As this seems like a homework type of question I will attempt to guide you in the right direction first and provide a solution at a later time. I strongly encourage you to work through the problem on your own first to the best of your ability before you look at my solution (once I post it) and to read this page before going ANY further
First, consider the kinds of inputs you could receive. Since you didn't specify any limitations you could get things like:
"" (empty string)
"\n" (whitespace)
"x" (a single character)
"xx" (two characters string)
"abc" (string of correct length, but not containing your substring)
".xyz" (the substring to be ignored)
I could go on, but I'm sure you can come up with all the various combinations of weird things you might receive. These are just a few examples to get you started (along with those I posted in the comments already)
Next, think about what you need your algorithm to do. As I said in the comments it sounds like you want to count the occurrences of the substring "xyz" while ignoring the occurrences of the substring ".xyz". Now consider how you're going to look for these substrings - you're going to advance one character at a time from left to right across the String looking for a substring that matches one of these two possibilities. When you find one of them you'll either ignore it or count it.
Hopefully this helps and as I said, I will post a solution later after you've had some time to wrestle with the code. If you do solve it go ahead and post your solution (maybe edit your question to add the new code or add an answer) Finally I once again strongly urge you to read this page if you have not already.
EDIT #1:
I wanted to add a little more information and that is: you already have a pretty good idea of what you need to do in order to count your "xyz" substring at this point - despite the small flaw in the logic for inputs like "xaz", which is easily fixable. What you need to focus on is how to ignore the substring ".xyz" so think about how you could implement the ignore logic, what does it mean to ignore it? Once you answer that it should start coming together for you.
EDIT #2:
Below you will find my solution to the problem. Once again it's important to understand how the solution works not just copy and paste it. If you simply copy my code without understanding it you're cheating yourself out of the education that you're trying to gain. I don't have time at the moment to describe in detail why and how this code works, but I do plan to edit again later to add those details.
import java.util.Scanner;
public class Main {
private static Scanner scan = new Scanner(System.in);
public static void main(String[] args) {
System.out.println("Give me a String:");
String s1 = scan.nextLine();
System.out.println(countSubstrings(s1));
}
public static int countSubstrings(String s1){
int index = 0;
int count = 0;
while (index < s1.length()-2) {
if(s1.charAt(index) == '.' && s1.charAt(index+1) != '.'){
index++;
}
else if (index+2 < s1.length() && s1.charAt(index) == 'x' && s1.charAt(index + 1) == 'y'
&& s1.charAt(index + 2) == 'z') {
count++;
index+=2;
}
index++;
}
return count;
}
}
EDIT #3:
Here is the nuts and bolts of why the above code does what it does. First, we think about the fact that we're looking for 3 items (a triple) in a specific order within an array and if we see a fourth item (a period) immediately preceding the first item of the triple then we need to ignore the triple.

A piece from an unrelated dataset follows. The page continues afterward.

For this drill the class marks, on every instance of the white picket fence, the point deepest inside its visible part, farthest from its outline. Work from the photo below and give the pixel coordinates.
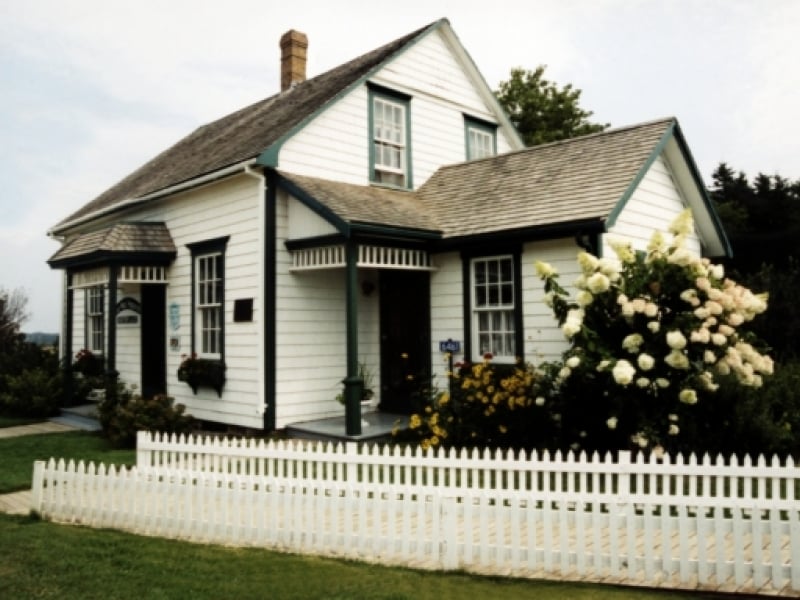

Per my previous edit we need to define what it means to ignore. In this case what we mean is to simply not count it and move on with our search for valid substrings to count. The simplest way to do that is to advance the index without incrementing the count.
So, ask yourself the following:
When should my loop stop? Since we're looking for triples we know we can stop if the length of the input String is less than 3 or when there are less than 3 characters left in the String that we have not examined yet. For example if the input is "xyzab" by the time we get to index 3 we know there's no possible way to form a triple where "a" is the first character in the triple and that therefore our counting is done.
Is there ever a time when I would not want to skip the next 3 characters after a period? After all the goal is to look for triples so wouldn't I want to skip 3 characters not just 1? Yes there is a time when you do NOT want to skip 3 characters and that's when you have something like ".axyz" because a valid triple could start as soon as the 2nd character past the period. So in fact you want to skip only 1 character.
This, and the fact that index is always incremented by 1 at the end of the loop (more on this later), is why the first condition inside the while only advances the index by 1:
if(s1.charAt(index) == '.' && s1.charAt(index+1) != '.'){
index++;
}
Is there ever a time when I would see a period and not wish to ignore (skip) the next character? Yes, when the next character is another period because it could indicate that another triple needs to be skipped. Consider the input "..xyz" which would result in a wrong answer if you encounter the first period and skip the second period since your algorithm could see the next three characters as a valid triple but in fact it is invalid because of the second period.
This is why the second half of the above condition exists:
`&& s1.charAt(index+1) != '.'`
Now ask yourself how to identify a valid triple. I'm sure by now you can see how to do this - check the current character, the next character, and the character after that for the values you want. This logic is the latter portion of the second if condition within the while:
s1.charAt(index) == 'x' && s1.charAt(index + 1) == 'y'
&& s1.charAt(index + 2) == 'z'
Whenever you're using calculations like index +1 or index +2 inside of a loop that is incrementing the index until it reaches a boundary you have to consider the possibility that your calculation will exceed the boundary because you can't rely on the loop to check this for you as the loop will not perform that check until either the end or beginning of the loop (depending on which kind of loop it is)
Considering the above you must ask yourself: How do I prevent out of boundary scenarios when I use these index+1, index+2, etc types of calculations? The answer is to add another piece to your condition:
index+2 < s1.length()
You may be wondering - why not add two checks since we're using index+1 and index+2? We only need one check to see if the greatest index we use will exceed the boundary in this case. If index +2 is beyond the bounds we don't care if index+1 is or is not because it won't matter we can't possibly have a matching substring.
Next, inside of the second if inside the while you see there is code to increment the index by 2: index+=2; This is done for efficiency since once we have identified a triple we know there is no way to form another triple with characters that are already part of another triple. Therefore we want to skip over them and just like the first bullet point we take advantage of the loop incrementing the index so we only need to increment by 2 and let the loop add the extra 1 later.
Finally we reach the end of the logic within the loop. This part you're already familiar with and that's the index++; which simply increments the position within the String that we're currently examining. Note that this works in tandem with the first bullet point. Take the example from the first bullet point of ".axyz". There is a period in index 0 and the character in index 1 is not another period so the logic from the first bullet point will increment index by 1, making it 1. At the end of the loop index is incremented again making it 2 thereby skipping over the period - at the start of the next loop index is 2, it was never 1 at the start of the loop.
Well, I hope this helps to explain how it all works and illustrate how to think about these sorts of problems. The basic principle is to visualize where your current element is and how you can use that to achieve your goal. At the same time think about what kinds of properties the different elements of your program have and how you can take advantage of them - such as the fact that once you identify a triple it is safe to skip over those characters because they have the property of only being usable once. As with any program you always want to try to create as many test inputs as you can to test all the weird boundary cases that might occur to ensure the correctness of your code. I realize you probably are not familiar with JUnit but it is a very useful tool and you might try researching the basics of using it when you have a little spare time, and the bonus is that if you use the Eclipse IDE it has integrated JUnit functionality you can use.